The country music superstar doesn’t rest on his laurels with his fourth album.

It’s been an age-old practice in country music to find yourself on autopilot when touring demands, marketing deals, appointments, marriage and parenting and other aspects of life take over your attention leaving little time for the actual thing that made you a star in a first place. Fortunately for country music fans, Luke Combs hasn’t been on autopilot at any point in his career to date. Even if his first three albums seemingly fell into a similar sonic sameness, if you actually listened, there was musical growth and slight changes throughout each successive recording but nothing might’ve prepared anyone for Gettin’ Old, follow up to 2022’s Growin’ Up. The difference in this recording’s close release to Growin’ Up in following the path of This One’s For You and What You See Is What You Get both being expanded into This One’s For You Too and What You See Ain’t Always What You Get, respectively, is that Gettin’ Old is sonically and sometimes vocally different for Luke Combs and that made the decision to make it a separate album a smart choice.

Take, for example “Back 40 Back.” This one, which laments the loss of the simpler times of the past and the creeping of suburban sprawl, finds Combs singing in an ear-pleasing tone which you’d not really have heard on those previous albums. This is what makes Gettin’ Old a moment of major musical growth for Luke Combs and suggests this is a superstar that, like Dierks Bentley, Miranda Lambert and Eric Church before him, is unafraid to challenge his listeners with a variety of songs and sounds and while there are still songs about beer and good times on this record, this one finds a man realizing he’s now firmly an adult with adult like concerns so the songs on the album reflect that. Even “You Found Yours,” a song which is about finding love, is different. Combs sings in different tones throughout it and the storytelling is tight as well.

Like I said, there still are songs with “Beer” in the title but when you hear “The Beer, the Band, and the Barstool,” you might think you have heard a long lost George Strait or Garth Brooks story song classic instead of a modern party song. The production on this record is delightfully country but it’s crisper than previous albums which also shows Combs maturing. Like many modern albums, Gettin’ Old is packed with plenty songs. Over the 18 tracks on this album you hear a man deeply in love after many years (the modern newgrass feel of “Still”), a rollicking storytelling rocker (“Fox in the Henhouse”), A story song which has a unique simile (“Tattoo on a Sunburn”), 90s country melodic throwbacks (“See Me Now” “Hannah Ford Road”), and much more.

Part of that “much more” are songs like “Joe,” a longtime concert favorite that is definitely an ode to hard working, blue collar types (“here’s to good days and better tomorrows, and a light at the end of the bottle”). It has an epic award season feel to it while the same can be said about “Five Leaf Clover.” But for as great as those two songs are, “Where The Wild Things Are” might be an even better song.
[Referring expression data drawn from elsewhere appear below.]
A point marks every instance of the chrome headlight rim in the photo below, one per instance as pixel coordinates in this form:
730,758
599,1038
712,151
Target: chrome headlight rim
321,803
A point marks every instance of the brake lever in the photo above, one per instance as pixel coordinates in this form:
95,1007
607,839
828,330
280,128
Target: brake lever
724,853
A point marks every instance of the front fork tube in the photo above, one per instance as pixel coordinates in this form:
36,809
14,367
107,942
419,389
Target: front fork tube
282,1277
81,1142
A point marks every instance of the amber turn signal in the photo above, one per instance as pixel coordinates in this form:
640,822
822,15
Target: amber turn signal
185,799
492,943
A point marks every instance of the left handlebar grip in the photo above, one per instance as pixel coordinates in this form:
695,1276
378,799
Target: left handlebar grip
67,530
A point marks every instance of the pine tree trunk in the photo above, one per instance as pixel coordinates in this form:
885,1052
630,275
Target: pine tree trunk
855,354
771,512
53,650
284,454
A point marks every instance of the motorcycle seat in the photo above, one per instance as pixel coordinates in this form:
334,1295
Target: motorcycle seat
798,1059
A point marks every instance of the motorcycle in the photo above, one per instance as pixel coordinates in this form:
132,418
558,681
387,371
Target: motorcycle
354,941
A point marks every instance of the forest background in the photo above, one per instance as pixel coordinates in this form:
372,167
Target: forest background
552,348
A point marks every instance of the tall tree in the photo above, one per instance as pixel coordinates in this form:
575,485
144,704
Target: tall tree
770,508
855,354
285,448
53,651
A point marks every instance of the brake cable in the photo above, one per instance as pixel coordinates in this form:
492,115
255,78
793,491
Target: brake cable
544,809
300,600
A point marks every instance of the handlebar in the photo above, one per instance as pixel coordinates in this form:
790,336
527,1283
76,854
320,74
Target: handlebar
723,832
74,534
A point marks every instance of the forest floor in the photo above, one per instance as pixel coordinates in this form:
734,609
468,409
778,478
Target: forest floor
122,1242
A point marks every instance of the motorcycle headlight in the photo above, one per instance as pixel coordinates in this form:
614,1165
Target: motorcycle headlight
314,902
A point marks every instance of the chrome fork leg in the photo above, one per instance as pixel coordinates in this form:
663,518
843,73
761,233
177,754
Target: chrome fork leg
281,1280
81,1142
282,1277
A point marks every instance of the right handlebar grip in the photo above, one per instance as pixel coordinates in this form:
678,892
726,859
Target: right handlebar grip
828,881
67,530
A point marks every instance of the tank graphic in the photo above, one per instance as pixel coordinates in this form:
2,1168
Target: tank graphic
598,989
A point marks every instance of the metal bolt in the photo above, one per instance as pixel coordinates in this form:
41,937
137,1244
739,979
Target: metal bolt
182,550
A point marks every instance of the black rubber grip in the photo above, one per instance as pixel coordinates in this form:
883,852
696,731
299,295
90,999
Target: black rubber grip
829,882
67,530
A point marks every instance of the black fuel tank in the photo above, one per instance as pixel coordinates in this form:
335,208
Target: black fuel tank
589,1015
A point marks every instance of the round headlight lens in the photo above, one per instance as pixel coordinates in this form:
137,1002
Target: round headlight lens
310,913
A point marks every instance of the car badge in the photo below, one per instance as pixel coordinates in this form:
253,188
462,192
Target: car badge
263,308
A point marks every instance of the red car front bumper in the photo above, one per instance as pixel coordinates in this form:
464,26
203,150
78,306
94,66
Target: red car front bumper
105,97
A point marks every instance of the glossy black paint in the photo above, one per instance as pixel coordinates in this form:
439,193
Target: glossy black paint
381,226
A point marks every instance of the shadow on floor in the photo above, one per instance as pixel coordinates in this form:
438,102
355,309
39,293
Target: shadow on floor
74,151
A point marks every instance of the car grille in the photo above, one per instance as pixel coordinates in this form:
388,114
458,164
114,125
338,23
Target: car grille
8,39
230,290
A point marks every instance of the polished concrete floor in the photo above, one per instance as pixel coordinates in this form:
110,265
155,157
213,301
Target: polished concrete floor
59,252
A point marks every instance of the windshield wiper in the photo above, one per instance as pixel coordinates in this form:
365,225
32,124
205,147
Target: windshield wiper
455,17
There’s an epic, building storytelling and sing-a-long feel to it while the unexpected choice to cover modern classic “Fast Car” (leaving lyrical pronouns there too) was downright genius. The familiar melody and notes are there but Luke Combs keeps it familiar while taking moments where he makes it his own.

Preview tracks include the title track “Growin’ Up Is Gettin’ Old” and “Love You Anyway.” Both of these feel like obvious radio singles from this record (which was released without a true radio single) and the latter is officially the first radio single from the project while the former will likely find home on the radio at sometime too. As for the other tracks? They all — particularly “Fast Car” — will likely find a life outside of radio as Combs is one of the top three most-streamed country artists this decade and the music here, on his best work to date, suggests that Luke Combs will remain one of country music’s best and brightest artists. Why? Because he cuts songs like “My Song Will Never Die.” The Eric Church, Jonathan Singleton and Travis Meadows-penned song is, for my money, the most mature song on the record and it showcases the power of Luke Combs as a singular, rare talent able to write, record and choose classic songs for his class-leading albums. There aren’t’ many better and Luke Combs, for all his success and awards, smartly didn’t choose to leave well enough alone and has grown and moved into another gear on Gettin’ Old.